The word cruncher program (i.e. client.rb) reads in a given dictionary and spits out two output files: sequences and words. Sequences will contain every sequence of four letters that appears in exactly one word of the dictionary, one sequence per line. Words will contain the corresponding words that contain the sequences, in the same order.
├── lib
│ ├── ext
│ │ └── string.rb
│ ├── output_strategy
│ │ ├── array.rb
│ │ ├── file.rb
│ │ └── tempfile.rb
│ ├── output_strategy.rb
│ └── word_cruncher.rb
├── spec
│ ├── ext
│ │ └── string_spec.rb
│ ├── spec_helper.rb
│ ├── output_strategy_spec.rb
│ ├── support
│ │ └── dictionary.txt
│ └── word_cruncher_spec.rb
├── client.rb
├── dictionary.txt
├── sequences
└── words
lib/ contains the library classes that are used by client.rb.
spec/ contains test classes for the library.
client.rb makes use of WordCruncher class to process the dictionary and write data output to files.
dictionary.txt is the dictionary to be processed.
sequences and words are the output files generated when the program run.
NOTE: There is no need to unit test client.rb because it contains only setup code and relies entirely on the library code.
WordCruncher class accepts sequences and words to which the outputs will be written and s_length for customizing sequence length (default to 4) for processing.

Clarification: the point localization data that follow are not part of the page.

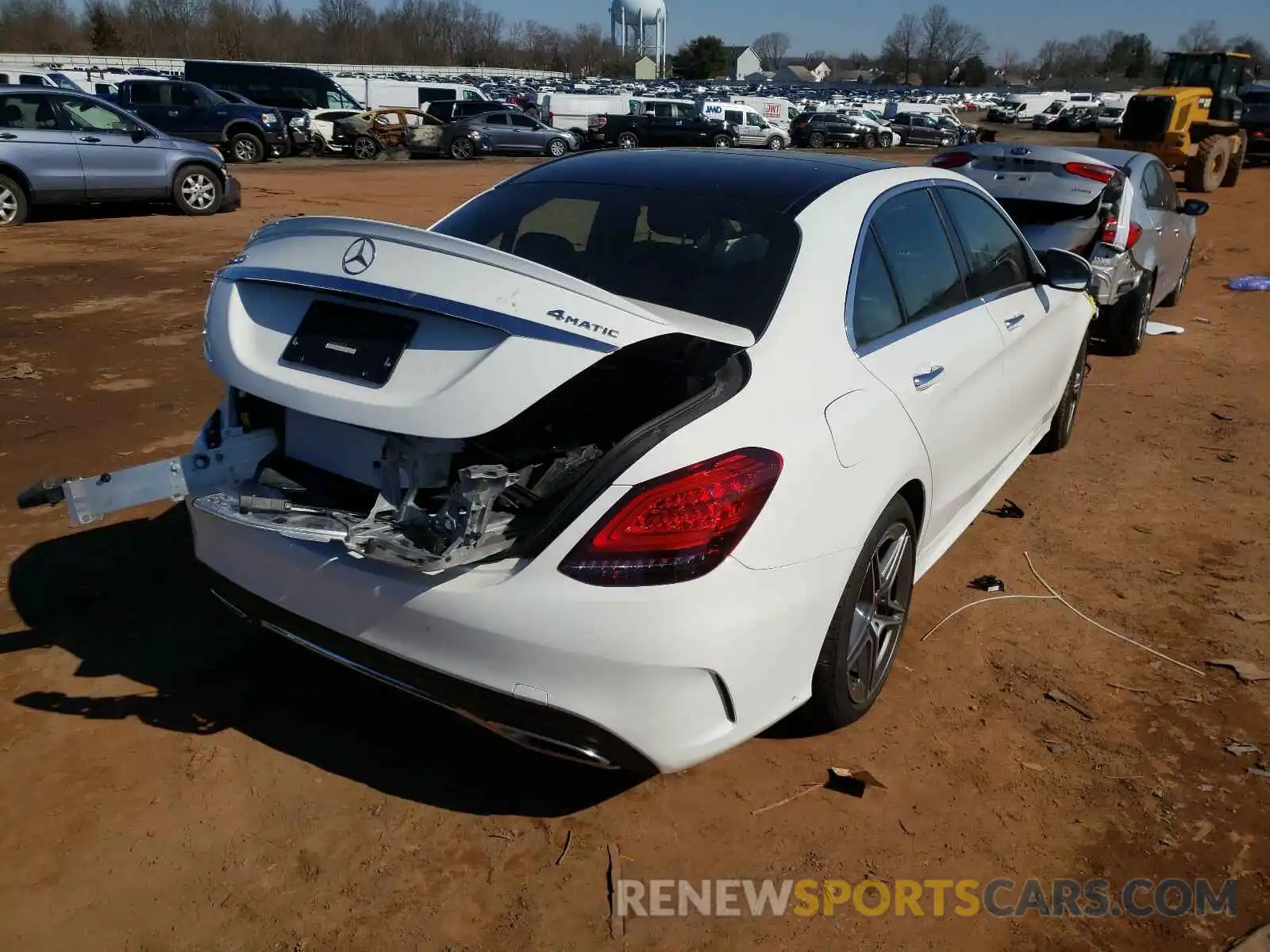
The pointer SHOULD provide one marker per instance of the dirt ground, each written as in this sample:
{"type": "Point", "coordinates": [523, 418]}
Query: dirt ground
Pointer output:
{"type": "Point", "coordinates": [171, 781]}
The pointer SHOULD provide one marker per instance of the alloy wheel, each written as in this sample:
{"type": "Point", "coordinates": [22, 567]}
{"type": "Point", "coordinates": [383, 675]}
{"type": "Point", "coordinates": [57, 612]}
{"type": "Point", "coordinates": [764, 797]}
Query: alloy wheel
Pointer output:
{"type": "Point", "coordinates": [8, 205]}
{"type": "Point", "coordinates": [879, 616]}
{"type": "Point", "coordinates": [198, 190]}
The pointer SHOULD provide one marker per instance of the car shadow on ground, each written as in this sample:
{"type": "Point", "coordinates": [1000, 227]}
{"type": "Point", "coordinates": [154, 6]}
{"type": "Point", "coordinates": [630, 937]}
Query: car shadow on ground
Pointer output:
{"type": "Point", "coordinates": [129, 600]}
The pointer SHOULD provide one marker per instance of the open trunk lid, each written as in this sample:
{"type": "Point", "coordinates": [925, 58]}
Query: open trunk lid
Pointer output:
{"type": "Point", "coordinates": [410, 332]}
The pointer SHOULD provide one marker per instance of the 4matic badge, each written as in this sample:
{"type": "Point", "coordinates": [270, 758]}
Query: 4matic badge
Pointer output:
{"type": "Point", "coordinates": [582, 325]}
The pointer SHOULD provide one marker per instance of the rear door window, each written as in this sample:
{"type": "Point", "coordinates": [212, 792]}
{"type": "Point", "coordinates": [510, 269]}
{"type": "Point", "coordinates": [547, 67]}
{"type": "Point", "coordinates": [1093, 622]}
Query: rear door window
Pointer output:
{"type": "Point", "coordinates": [145, 94]}
{"type": "Point", "coordinates": [996, 257]}
{"type": "Point", "coordinates": [918, 251]}
{"type": "Point", "coordinates": [874, 306]}
{"type": "Point", "coordinates": [25, 112]}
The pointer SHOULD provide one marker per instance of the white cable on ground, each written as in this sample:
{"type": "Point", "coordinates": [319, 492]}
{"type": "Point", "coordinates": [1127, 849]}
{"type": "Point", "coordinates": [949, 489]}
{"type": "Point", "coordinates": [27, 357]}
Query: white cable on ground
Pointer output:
{"type": "Point", "coordinates": [1056, 597]}
{"type": "Point", "coordinates": [979, 602]}
{"type": "Point", "coordinates": [1115, 634]}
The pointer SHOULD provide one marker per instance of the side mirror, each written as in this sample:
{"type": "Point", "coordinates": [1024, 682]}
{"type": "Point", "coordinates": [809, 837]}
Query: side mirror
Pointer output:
{"type": "Point", "coordinates": [1066, 271]}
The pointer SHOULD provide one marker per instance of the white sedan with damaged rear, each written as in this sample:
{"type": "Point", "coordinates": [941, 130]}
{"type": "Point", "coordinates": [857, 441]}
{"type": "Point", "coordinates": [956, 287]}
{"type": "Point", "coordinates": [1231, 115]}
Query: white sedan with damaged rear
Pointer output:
{"type": "Point", "coordinates": [630, 456]}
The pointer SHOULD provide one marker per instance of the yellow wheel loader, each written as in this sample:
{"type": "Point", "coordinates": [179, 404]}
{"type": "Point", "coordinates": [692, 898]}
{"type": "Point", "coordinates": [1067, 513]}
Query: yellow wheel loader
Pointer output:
{"type": "Point", "coordinates": [1191, 121]}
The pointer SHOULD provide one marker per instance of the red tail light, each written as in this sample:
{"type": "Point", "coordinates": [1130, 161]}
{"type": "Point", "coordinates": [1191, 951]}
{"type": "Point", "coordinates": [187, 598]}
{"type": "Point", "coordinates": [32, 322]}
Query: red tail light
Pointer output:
{"type": "Point", "coordinates": [1109, 232]}
{"type": "Point", "coordinates": [1087, 171]}
{"type": "Point", "coordinates": [952, 160]}
{"type": "Point", "coordinates": [679, 526]}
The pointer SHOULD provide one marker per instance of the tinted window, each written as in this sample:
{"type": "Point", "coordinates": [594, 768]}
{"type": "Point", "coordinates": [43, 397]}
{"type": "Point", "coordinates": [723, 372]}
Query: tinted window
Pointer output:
{"type": "Point", "coordinates": [183, 95]}
{"type": "Point", "coordinates": [918, 249]}
{"type": "Point", "coordinates": [874, 308]}
{"type": "Point", "coordinates": [144, 94]}
{"type": "Point", "coordinates": [1160, 190]}
{"type": "Point", "coordinates": [27, 112]}
{"type": "Point", "coordinates": [997, 258]}
{"type": "Point", "coordinates": [718, 258]}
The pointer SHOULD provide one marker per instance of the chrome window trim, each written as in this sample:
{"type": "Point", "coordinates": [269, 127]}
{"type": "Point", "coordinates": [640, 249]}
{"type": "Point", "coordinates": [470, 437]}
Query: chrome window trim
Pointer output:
{"type": "Point", "coordinates": [903, 330]}
{"type": "Point", "coordinates": [930, 321]}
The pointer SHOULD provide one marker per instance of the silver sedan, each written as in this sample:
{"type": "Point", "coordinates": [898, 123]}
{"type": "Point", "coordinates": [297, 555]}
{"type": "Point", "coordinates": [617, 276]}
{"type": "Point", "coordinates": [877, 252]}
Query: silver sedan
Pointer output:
{"type": "Point", "coordinates": [1117, 209]}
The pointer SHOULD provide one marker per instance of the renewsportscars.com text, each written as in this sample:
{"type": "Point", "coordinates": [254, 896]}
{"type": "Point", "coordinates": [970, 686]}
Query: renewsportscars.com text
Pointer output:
{"type": "Point", "coordinates": [1138, 898]}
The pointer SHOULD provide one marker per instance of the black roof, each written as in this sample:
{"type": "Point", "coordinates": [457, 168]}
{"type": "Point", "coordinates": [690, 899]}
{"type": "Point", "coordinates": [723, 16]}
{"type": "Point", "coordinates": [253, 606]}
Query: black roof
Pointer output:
{"type": "Point", "coordinates": [780, 182]}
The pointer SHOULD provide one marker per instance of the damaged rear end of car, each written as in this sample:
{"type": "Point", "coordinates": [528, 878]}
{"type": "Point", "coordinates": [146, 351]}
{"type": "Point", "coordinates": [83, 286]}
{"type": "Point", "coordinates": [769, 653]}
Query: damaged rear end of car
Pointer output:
{"type": "Point", "coordinates": [422, 401]}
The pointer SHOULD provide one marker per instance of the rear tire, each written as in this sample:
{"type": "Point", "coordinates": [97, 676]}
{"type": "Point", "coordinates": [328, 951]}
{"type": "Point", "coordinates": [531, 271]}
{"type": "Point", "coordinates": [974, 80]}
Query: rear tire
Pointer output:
{"type": "Point", "coordinates": [864, 635]}
{"type": "Point", "coordinates": [247, 149]}
{"type": "Point", "coordinates": [1232, 173]}
{"type": "Point", "coordinates": [14, 206]}
{"type": "Point", "coordinates": [1064, 416]}
{"type": "Point", "coordinates": [366, 148]}
{"type": "Point", "coordinates": [197, 190]}
{"type": "Point", "coordinates": [1128, 321]}
{"type": "Point", "coordinates": [1210, 165]}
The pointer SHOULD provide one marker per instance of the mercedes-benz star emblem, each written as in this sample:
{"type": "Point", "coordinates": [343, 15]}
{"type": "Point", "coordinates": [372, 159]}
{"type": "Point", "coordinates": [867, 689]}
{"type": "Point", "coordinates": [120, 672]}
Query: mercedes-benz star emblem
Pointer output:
{"type": "Point", "coordinates": [359, 257]}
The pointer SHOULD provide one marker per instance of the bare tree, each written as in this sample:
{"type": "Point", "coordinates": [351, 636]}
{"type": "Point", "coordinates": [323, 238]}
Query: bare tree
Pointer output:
{"type": "Point", "coordinates": [772, 48]}
{"type": "Point", "coordinates": [899, 48]}
{"type": "Point", "coordinates": [937, 23]}
{"type": "Point", "coordinates": [1200, 37]}
{"type": "Point", "coordinates": [1010, 63]}
{"type": "Point", "coordinates": [960, 44]}
{"type": "Point", "coordinates": [587, 48]}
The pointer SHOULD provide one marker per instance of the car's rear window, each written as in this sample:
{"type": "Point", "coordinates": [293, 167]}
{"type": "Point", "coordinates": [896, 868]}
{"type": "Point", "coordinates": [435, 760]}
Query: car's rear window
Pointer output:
{"type": "Point", "coordinates": [1026, 211]}
{"type": "Point", "coordinates": [727, 260]}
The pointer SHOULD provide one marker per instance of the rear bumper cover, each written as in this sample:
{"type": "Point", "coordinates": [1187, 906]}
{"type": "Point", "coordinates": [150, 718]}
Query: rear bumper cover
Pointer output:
{"type": "Point", "coordinates": [667, 676]}
{"type": "Point", "coordinates": [524, 721]}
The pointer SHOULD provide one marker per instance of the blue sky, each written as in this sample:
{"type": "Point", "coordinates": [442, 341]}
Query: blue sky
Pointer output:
{"type": "Point", "coordinates": [840, 29]}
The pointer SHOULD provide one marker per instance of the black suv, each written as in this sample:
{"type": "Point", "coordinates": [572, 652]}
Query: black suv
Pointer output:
{"type": "Point", "coordinates": [821, 130]}
{"type": "Point", "coordinates": [452, 109]}
{"type": "Point", "coordinates": [247, 133]}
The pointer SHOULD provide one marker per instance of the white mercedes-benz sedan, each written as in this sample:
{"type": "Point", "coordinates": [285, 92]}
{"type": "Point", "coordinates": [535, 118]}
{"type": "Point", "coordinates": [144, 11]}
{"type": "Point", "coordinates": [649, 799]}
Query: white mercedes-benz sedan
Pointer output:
{"type": "Point", "coordinates": [630, 456]}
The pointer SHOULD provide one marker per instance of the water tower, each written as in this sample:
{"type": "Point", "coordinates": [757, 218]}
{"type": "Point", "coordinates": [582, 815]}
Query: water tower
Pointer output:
{"type": "Point", "coordinates": [632, 22]}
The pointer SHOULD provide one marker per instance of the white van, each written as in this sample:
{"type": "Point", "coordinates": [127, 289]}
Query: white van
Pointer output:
{"type": "Point", "coordinates": [1024, 107]}
{"type": "Point", "coordinates": [33, 76]}
{"type": "Point", "coordinates": [776, 109]}
{"type": "Point", "coordinates": [752, 129]}
{"type": "Point", "coordinates": [569, 111]}
{"type": "Point", "coordinates": [381, 94]}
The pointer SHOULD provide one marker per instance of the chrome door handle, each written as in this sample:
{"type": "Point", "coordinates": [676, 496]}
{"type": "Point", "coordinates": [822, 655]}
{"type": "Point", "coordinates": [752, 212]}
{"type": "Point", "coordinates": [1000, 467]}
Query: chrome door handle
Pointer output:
{"type": "Point", "coordinates": [922, 381]}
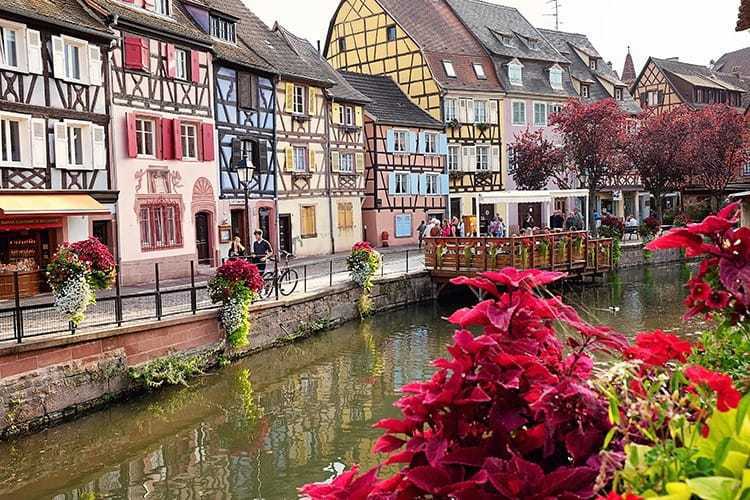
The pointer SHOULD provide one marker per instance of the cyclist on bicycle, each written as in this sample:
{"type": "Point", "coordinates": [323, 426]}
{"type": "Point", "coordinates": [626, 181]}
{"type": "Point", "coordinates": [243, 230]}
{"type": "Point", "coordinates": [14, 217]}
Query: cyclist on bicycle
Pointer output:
{"type": "Point", "coordinates": [262, 251]}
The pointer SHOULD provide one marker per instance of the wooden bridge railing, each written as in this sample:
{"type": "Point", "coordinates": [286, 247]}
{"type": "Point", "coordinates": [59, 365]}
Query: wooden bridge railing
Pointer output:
{"type": "Point", "coordinates": [575, 252]}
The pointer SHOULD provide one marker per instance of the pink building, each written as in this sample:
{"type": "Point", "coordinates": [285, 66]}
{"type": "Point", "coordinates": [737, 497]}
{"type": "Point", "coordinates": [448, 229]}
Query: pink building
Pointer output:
{"type": "Point", "coordinates": [406, 182]}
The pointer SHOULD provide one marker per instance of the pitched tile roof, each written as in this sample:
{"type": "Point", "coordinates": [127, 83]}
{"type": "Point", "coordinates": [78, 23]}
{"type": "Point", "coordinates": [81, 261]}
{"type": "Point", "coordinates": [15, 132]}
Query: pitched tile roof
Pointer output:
{"type": "Point", "coordinates": [429, 22]}
{"type": "Point", "coordinates": [389, 104]}
{"type": "Point", "coordinates": [341, 89]}
{"type": "Point", "coordinates": [568, 44]}
{"type": "Point", "coordinates": [734, 62]}
{"type": "Point", "coordinates": [67, 13]}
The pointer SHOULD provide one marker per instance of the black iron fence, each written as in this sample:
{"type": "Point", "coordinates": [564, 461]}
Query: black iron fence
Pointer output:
{"type": "Point", "coordinates": [34, 317]}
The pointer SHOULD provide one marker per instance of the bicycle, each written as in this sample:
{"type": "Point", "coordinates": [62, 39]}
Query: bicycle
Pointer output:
{"type": "Point", "coordinates": [284, 278]}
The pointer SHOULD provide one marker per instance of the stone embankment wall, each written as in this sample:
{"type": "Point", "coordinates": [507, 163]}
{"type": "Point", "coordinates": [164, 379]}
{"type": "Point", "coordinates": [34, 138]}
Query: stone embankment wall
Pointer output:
{"type": "Point", "coordinates": [51, 380]}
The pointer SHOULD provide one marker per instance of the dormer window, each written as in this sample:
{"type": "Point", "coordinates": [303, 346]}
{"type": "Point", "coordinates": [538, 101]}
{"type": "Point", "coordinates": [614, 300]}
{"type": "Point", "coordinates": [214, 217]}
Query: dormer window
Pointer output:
{"type": "Point", "coordinates": [223, 29]}
{"type": "Point", "coordinates": [515, 72]}
{"type": "Point", "coordinates": [479, 71]}
{"type": "Point", "coordinates": [449, 69]}
{"type": "Point", "coordinates": [555, 77]}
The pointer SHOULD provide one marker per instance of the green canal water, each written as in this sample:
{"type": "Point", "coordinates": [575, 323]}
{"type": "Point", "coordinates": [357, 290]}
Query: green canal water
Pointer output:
{"type": "Point", "coordinates": [285, 417]}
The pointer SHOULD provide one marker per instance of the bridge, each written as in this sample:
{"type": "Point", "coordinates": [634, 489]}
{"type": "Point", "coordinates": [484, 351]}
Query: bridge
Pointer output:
{"type": "Point", "coordinates": [573, 252]}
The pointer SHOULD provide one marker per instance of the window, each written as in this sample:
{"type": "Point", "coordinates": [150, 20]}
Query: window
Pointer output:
{"type": "Point", "coordinates": [453, 152]}
{"type": "Point", "coordinates": [145, 136]}
{"type": "Point", "coordinates": [401, 141]}
{"type": "Point", "coordinates": [223, 29]}
{"type": "Point", "coordinates": [451, 111]}
{"type": "Point", "coordinates": [309, 230]}
{"type": "Point", "coordinates": [483, 158]}
{"type": "Point", "coordinates": [346, 216]}
{"type": "Point", "coordinates": [519, 113]}
{"type": "Point", "coordinates": [390, 33]}
{"type": "Point", "coordinates": [181, 64]}
{"type": "Point", "coordinates": [75, 146]}
{"type": "Point", "coordinates": [555, 78]}
{"type": "Point", "coordinates": [480, 112]}
{"type": "Point", "coordinates": [161, 7]}
{"type": "Point", "coordinates": [515, 73]}
{"type": "Point", "coordinates": [299, 100]}
{"type": "Point", "coordinates": [449, 69]}
{"type": "Point", "coordinates": [160, 226]}
{"type": "Point", "coordinates": [188, 135]}
{"type": "Point", "coordinates": [300, 159]}
{"type": "Point", "coordinates": [540, 114]}
{"type": "Point", "coordinates": [10, 137]}
{"type": "Point", "coordinates": [346, 163]}
{"type": "Point", "coordinates": [430, 143]}
{"type": "Point", "coordinates": [401, 183]}
{"type": "Point", "coordinates": [432, 184]}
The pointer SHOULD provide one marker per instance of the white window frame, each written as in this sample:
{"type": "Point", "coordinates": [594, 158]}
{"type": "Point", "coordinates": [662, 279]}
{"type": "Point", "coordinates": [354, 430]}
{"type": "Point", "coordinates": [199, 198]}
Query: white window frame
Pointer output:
{"type": "Point", "coordinates": [482, 117]}
{"type": "Point", "coordinates": [454, 158]}
{"type": "Point", "coordinates": [402, 188]}
{"type": "Point", "coordinates": [545, 112]}
{"type": "Point", "coordinates": [346, 163]}
{"type": "Point", "coordinates": [298, 100]}
{"type": "Point", "coordinates": [450, 70]}
{"type": "Point", "coordinates": [400, 146]}
{"type": "Point", "coordinates": [181, 64]}
{"type": "Point", "coordinates": [515, 73]}
{"type": "Point", "coordinates": [141, 136]}
{"type": "Point", "coordinates": [299, 156]}
{"type": "Point", "coordinates": [189, 151]}
{"type": "Point", "coordinates": [513, 112]}
{"type": "Point", "coordinates": [479, 71]}
{"type": "Point", "coordinates": [483, 158]}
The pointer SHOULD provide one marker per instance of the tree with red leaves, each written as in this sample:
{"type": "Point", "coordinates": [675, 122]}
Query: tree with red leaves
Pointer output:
{"type": "Point", "coordinates": [536, 161]}
{"type": "Point", "coordinates": [594, 139]}
{"type": "Point", "coordinates": [659, 151]}
{"type": "Point", "coordinates": [720, 144]}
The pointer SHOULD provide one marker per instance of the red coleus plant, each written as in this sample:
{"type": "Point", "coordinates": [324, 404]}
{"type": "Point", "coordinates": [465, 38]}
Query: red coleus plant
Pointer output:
{"type": "Point", "coordinates": [509, 414]}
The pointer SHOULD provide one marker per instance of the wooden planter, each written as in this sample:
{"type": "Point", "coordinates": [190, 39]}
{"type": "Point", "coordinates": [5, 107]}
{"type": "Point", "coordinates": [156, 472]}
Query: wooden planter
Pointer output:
{"type": "Point", "coordinates": [29, 284]}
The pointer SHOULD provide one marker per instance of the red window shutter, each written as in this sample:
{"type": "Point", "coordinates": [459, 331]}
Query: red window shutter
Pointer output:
{"type": "Point", "coordinates": [208, 142]}
{"type": "Point", "coordinates": [177, 139]}
{"type": "Point", "coordinates": [195, 69]}
{"type": "Point", "coordinates": [171, 64]}
{"type": "Point", "coordinates": [130, 133]}
{"type": "Point", "coordinates": [133, 57]}
{"type": "Point", "coordinates": [167, 139]}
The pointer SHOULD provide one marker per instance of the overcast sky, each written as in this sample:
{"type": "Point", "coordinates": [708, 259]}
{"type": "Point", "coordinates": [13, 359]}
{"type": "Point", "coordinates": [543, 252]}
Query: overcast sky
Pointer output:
{"type": "Point", "coordinates": [661, 28]}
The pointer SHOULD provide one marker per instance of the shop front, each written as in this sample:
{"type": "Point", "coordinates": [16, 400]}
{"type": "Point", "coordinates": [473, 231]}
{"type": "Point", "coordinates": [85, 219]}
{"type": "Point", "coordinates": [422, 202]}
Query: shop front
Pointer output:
{"type": "Point", "coordinates": [32, 226]}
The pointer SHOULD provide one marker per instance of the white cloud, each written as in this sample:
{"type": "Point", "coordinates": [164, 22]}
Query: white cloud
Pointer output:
{"type": "Point", "coordinates": [692, 30]}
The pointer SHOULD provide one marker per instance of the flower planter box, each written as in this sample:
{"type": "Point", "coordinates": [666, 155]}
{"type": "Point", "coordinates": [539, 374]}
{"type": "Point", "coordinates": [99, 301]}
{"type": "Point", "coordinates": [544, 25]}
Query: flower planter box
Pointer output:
{"type": "Point", "coordinates": [29, 284]}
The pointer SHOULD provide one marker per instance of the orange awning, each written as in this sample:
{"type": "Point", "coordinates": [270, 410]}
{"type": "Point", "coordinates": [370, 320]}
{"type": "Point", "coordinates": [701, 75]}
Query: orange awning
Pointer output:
{"type": "Point", "coordinates": [49, 204]}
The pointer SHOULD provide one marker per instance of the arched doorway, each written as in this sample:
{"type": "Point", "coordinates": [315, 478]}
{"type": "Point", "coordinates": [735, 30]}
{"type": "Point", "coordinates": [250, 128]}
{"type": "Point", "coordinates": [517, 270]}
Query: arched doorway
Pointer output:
{"type": "Point", "coordinates": [203, 237]}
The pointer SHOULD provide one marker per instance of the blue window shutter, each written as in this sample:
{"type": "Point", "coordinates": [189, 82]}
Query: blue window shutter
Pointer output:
{"type": "Point", "coordinates": [412, 142]}
{"type": "Point", "coordinates": [414, 183]}
{"type": "Point", "coordinates": [444, 189]}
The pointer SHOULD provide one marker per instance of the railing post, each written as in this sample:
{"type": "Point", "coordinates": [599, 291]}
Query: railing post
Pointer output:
{"type": "Point", "coordinates": [118, 297]}
{"type": "Point", "coordinates": [193, 291]}
{"type": "Point", "coordinates": [157, 295]}
{"type": "Point", "coordinates": [18, 313]}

I use Strategy pattern initially to avoid tests from writing output files when run. Now it also helps improve the flexibility of the program when it need to support additional output types. There are currently three supported strategies:
- Array strategy for storing the output in array in memory
- File strategy for writing the output to file
- Tempfile strategy for writing the output to temporary file
lib/ext/string.rb contains extensions for String class:
each_cons(n)for enumerating list of consecutive n-character sequences of a string
Clone the repo:
git clone https://github.com/lchanmann/word_cruncher.git
cd word_cruncher
Install dependencies
bundle install
To run the program:
ruby client.rb
The program assumes that the dictionary file exists and named dictionary.txt under the same directory as client.rb. Sequences and Words will be written to files named sequences and words.
However, dictionary, sequences and words files can be customized by using environment variables DICTIONARY, SEQUENCES and WORDS. E.g.:
$ DICTIONARY=my_dictionary.txt ruby client.rb
To run tests:
rspec